Another difficult year for the U.S. housing market
In 2024 the U.S. residential construction decreased for the third consecutive year. Total new home starts were 1.36 million, down 3.9% on 2023. The outlook is negative also for the year 2025.
2024 was another year of struggles for the U.S. residential market. Feeling the pinch from high mortgage rates, inflation, rising material costs, labor shortages, increasing home prices, and nervous buyers, the housing market continued to decline. Total new home starts fell for the third consecutive year for the first time in fifteen years. The 1.36 million units started in 2024 represented a 3.9% decrease from the previous year.

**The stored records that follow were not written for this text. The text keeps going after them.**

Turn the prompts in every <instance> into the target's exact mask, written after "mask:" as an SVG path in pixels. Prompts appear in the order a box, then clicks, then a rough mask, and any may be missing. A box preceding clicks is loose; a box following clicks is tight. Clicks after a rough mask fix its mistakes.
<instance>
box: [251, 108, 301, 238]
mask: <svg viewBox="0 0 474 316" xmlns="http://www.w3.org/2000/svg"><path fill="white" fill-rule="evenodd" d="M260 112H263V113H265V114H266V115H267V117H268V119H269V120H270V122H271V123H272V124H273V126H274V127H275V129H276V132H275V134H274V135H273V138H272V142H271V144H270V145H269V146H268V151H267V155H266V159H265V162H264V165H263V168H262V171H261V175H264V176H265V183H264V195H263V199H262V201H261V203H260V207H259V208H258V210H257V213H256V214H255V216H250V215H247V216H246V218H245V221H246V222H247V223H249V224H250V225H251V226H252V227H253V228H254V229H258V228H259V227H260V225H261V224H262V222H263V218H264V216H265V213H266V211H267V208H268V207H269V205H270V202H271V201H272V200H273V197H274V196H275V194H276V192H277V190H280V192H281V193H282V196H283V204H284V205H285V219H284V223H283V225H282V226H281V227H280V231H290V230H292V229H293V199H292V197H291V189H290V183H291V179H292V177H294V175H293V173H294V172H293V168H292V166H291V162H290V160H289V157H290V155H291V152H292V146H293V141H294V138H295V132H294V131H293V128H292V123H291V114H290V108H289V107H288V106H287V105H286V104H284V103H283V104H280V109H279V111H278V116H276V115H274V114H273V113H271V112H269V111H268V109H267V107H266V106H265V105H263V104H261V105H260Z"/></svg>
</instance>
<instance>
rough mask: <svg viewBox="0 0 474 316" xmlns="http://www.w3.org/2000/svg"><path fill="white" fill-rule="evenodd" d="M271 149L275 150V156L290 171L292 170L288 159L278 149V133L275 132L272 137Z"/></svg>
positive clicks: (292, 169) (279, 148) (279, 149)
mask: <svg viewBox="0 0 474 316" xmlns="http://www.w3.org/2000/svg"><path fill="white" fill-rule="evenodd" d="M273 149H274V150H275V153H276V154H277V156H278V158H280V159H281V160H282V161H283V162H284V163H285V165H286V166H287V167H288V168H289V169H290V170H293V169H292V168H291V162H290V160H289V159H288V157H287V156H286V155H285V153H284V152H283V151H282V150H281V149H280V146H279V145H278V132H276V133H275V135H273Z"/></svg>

According to U.S. Census Bureau, while the 1.01 million single-family new home starts in 2024 represented a 6.5% increase vs. 2023, multi-family starts (354,800 units) were down 24.9% over the same timeframe. Single-family starts comprised 74.0% of all new home starts last year.
The National Association of Home Builders (NAHB) projects 2025 total housing starts to fall 2.6% to 1.33 million units, with single-family starts rising 0.2% but multifamily starts declining 10.7% from 2024.
Existing single-family home sales last year were at 3.67 million units. Although this represented a marginal increase vs. 2023 (+0.3%), it was the third lowest annual total since the mid-90s. Additionally, the median sales price of existing single-family homes in 2024 was $412,400, a 4.6% increase from 2023 and a record high. This also was a 50.2% increase from just five years ago, when the median existing single-family sales price was $274,600.
New home sales rose for the second straight year (+2.5% vs. 2023) but have not come close to approaching their level prior to the Great Recession. In fact, new home sales in 2024 (683,000 units) were down 46.8% from the record high of 1.28 million units sold in 2005 (source: U.S. Census Bureau).
Mortgage rates were at an annual average of 6.72% (30-year fixed) in 2024. Other than the slightly higher 2023 rate (6.81%), this was the highest annual mortgage rate since 2001 (source: Freddie Mac).
In some positive news, U.S. foreclosure filings, a key inverse indicator of the housing market’s health, fell 9.8% vs. 2023. The 322,000 foreclosure filings last year represented the third lowest annual total on record (source: ATTOM Data Solutions).
Also on the positive side, overall total U.S. construction spending (includes private and public residential and non-residential construction) increased for the thirteenth year in a row, reaching an all-time high of $2.15 trillion in 2024, up 6.5% from the preceding year (source: U.S. Census Bureau).